Re: Performance of Integer Multiplication on PIII
- To: <pete at ltoi dot iap dot physik dot tu-darmstadt dot de>
- Subject: Re: Performance of Integer Multiplication on PIII
- From: "Tim Prince" <tprince at computer dot org>
- Date: Sun, 4 Nov 2001 08:27:25 -0800
- Cc: <kevin at atkinson dot dhs dot org>, <gcc at gcc dot gnu dot org>
- References: <Pine.A32.firstname.lastname@example.org>
----- Original Message -----
To: "Tim Prince" <email@example.com>
Cc: <firstname.lastname@example.org>; <email@example.com>
Sent: Sunday, November 04, 2001 7:22 AM
Subject: Re: Performance of Integer Multiplication on PIII
> > gcc-3.1 has -march=pentium4 for the P4.
> > Of course, subsequent NetBurst versions should reduce a few of the
> > operation costs
> Now you add the P4, with the result:
> Method P55C P6 P4
> imul slow fast well
> shift&add fast slow preferable for some cases
> Here is the rationale:
> At page 2-55 in the Intel P4 Optization manual we read: imul incur some
> latency [p. C-13: Latency 14, throughtput 3] due to being executed on
> FPU. &
> Ass/Compiler Coding rule 44: Replace imul's by small constant with two
> add & lea instr., especially when imul is part of a dependecy chain.
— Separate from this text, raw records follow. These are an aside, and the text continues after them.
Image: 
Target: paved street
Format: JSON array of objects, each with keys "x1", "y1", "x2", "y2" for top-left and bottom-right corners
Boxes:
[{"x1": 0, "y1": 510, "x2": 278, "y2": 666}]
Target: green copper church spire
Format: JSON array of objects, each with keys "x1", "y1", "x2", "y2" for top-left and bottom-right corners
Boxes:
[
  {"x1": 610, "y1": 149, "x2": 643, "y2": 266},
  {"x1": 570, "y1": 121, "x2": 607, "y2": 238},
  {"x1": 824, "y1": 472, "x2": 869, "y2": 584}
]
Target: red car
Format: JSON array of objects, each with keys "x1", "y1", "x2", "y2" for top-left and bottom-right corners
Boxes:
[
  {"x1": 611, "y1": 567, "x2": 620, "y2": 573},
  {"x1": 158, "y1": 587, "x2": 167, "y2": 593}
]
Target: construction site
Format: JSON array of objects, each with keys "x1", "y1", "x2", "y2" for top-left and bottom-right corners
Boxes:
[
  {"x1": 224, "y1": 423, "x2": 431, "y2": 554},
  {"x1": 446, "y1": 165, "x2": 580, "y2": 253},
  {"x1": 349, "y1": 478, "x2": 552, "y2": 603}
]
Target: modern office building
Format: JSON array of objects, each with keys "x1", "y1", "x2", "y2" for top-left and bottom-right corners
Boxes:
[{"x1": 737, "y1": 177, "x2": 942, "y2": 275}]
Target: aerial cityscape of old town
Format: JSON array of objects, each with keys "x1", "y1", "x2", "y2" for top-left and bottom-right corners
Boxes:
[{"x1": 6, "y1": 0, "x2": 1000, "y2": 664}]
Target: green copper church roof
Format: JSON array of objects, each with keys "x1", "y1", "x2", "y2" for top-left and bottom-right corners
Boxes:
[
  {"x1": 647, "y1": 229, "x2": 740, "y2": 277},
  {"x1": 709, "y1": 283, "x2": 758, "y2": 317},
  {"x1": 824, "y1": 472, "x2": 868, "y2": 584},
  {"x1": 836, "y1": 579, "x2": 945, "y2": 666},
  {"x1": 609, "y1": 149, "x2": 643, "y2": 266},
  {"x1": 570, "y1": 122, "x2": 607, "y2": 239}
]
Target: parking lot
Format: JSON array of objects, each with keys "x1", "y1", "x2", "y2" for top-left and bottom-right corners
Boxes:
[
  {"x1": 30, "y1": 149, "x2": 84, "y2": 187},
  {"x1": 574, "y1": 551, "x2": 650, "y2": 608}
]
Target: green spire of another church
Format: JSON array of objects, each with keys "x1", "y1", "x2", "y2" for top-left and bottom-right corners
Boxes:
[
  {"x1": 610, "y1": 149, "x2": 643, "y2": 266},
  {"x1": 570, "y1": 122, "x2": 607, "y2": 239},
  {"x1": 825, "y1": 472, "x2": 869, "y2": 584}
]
> And on p. 2-54: shift's have longer a latency then on previous
> [p. C-13: Latency 4, throughtput 1]
> And specifically: As/Comp. C. Rule 42: if shift is on the critical
> replace it by a sequence of up to three adds. (sic! Not more)
So, the cost of shift by 4 should be set less than the cost of 4 adds,
even if this does not exactly agree with the current table, while the
cost of shift by 3 must be more than the cost of 3 adds. This interesting
statement might even be taken as an indication of intent to make future
processors conform with this assessment of shift performance. Shift by 3
is a frequent case where MSVC code is slow on current P4. Thanks for the
excellent summary of available documents.
> Thus, if (and you could see this in the .s files) gcc uses to much
> equivalent replacement instructions for imul, then, even on the P4,
> (not fully pipelined) imul, your handcoded version runs faster ...
> thus leading us again, to the question, in what respect, the new
> x86 backend is improved?
Yes, even when there are sequential dependencies, large expansion may
lose due to overflowing trace cache. Besides, it's useful to have
options which work well on a variety of processors.
> - Supports: -march=athlon
> - ?
I know that the SuSE people have been working hard on this.
I only wish it were not so difficult to change the OS on these AthlonMP
SCSI drive boxes which come from Taiwan with Win98 installed. Sorry to
be OT, but does anything work? SuSE?